Danau Sentani Surut, 'Harta Karun' Zaman Purbakala Muncul ke Permukaan

Tim detikcom - detikNews
Senin, 05 Okt 2020 15:49 WIB
Benda-benda purbakala terlihat karena Danau Sentani surut.
Benda-benda purbakala terlihat karena Danau Sentani surut. (Antara)
Jayapura -

Peneliti dari Balai Arkeologi Provinsi Papua Hari Suroto mengatakan benda-benda purbakala berupa peninggalan zaman megalitik yang berada di Danau Sentani terlihat jelas ketika air surut. Benda-benda purbakala itu seperti menhir dan papan batu.

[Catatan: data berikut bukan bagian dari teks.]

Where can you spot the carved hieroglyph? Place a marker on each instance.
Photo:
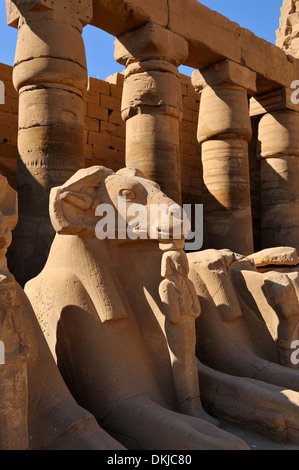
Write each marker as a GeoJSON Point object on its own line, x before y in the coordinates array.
{"type": "Point", "coordinates": [36, 409]}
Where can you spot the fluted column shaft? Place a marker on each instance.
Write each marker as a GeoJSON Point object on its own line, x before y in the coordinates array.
{"type": "Point", "coordinates": [279, 152]}
{"type": "Point", "coordinates": [50, 74]}
{"type": "Point", "coordinates": [152, 103]}
{"type": "Point", "coordinates": [224, 130]}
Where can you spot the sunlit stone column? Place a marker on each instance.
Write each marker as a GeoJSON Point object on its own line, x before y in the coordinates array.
{"type": "Point", "coordinates": [152, 103]}
{"type": "Point", "coordinates": [224, 130]}
{"type": "Point", "coordinates": [50, 75]}
{"type": "Point", "coordinates": [279, 151]}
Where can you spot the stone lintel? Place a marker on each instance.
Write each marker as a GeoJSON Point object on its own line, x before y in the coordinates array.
{"type": "Point", "coordinates": [82, 9]}
{"type": "Point", "coordinates": [225, 72]}
{"type": "Point", "coordinates": [150, 42]}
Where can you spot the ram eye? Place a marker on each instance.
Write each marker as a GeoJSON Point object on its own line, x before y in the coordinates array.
{"type": "Point", "coordinates": [128, 194]}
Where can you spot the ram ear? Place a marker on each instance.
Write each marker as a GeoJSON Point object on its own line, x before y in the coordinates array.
{"type": "Point", "coordinates": [72, 206]}
{"type": "Point", "coordinates": [130, 172]}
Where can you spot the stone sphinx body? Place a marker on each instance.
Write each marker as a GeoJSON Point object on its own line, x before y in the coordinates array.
{"type": "Point", "coordinates": [100, 308]}
{"type": "Point", "coordinates": [37, 411]}
{"type": "Point", "coordinates": [103, 306]}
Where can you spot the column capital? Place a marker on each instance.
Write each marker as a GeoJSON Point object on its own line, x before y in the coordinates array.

"Surutnya air Danau Sentani membuat benda-benda purbakala berupa tinggalan megalitik yang berada dalam air mulai muncul di permukaan air dan terlihat jelas. Benda-benda megalitik ini sebelumnya sempat dikhawatirkan hilang atau tergeser posisinya akibat banjir bandang yang melanda Sentani pada Maret 2019," kata Hari seperti dilansir Antara, Senin (5/10/2020).

Dia mengatakan, pada musim kemarau, permukaan air Danau Sentani, yang terletak di Kabupaten Jayapura, surut. Sebab, pasokan air dari sumber mata air Cyclops berkurang menjadikan volume air danau berkurang.

Karena surut, benda-benda bernilai sejarah berupa peninggalan zaman megalitik yang berada di dalam air mulai muncul di permukaan air. Jadi 'harta karun' antropologi muncul dan terlihat.

Biasanya, kata dia, saat kondisi permukaan air Danau Sentani sedang pasang, tinggalan-tinggalan megalitik itu hanya terlihat samar-samar berada dalam air. "Namun, kali ini berbeda, terlihat sangat jelas ketika air Danau Sentani surut," katanya.

Dia mengemukakan kondisi itu terlihat di Pulau Asei, pulau kecil di tengah Danau Sentani bagian timur. Tinggalan menhir yang sebelumnya berada di dalam air, sekarang tampak terlihat jelas, bahkan ukirannya nampak terlihat jelas sekali.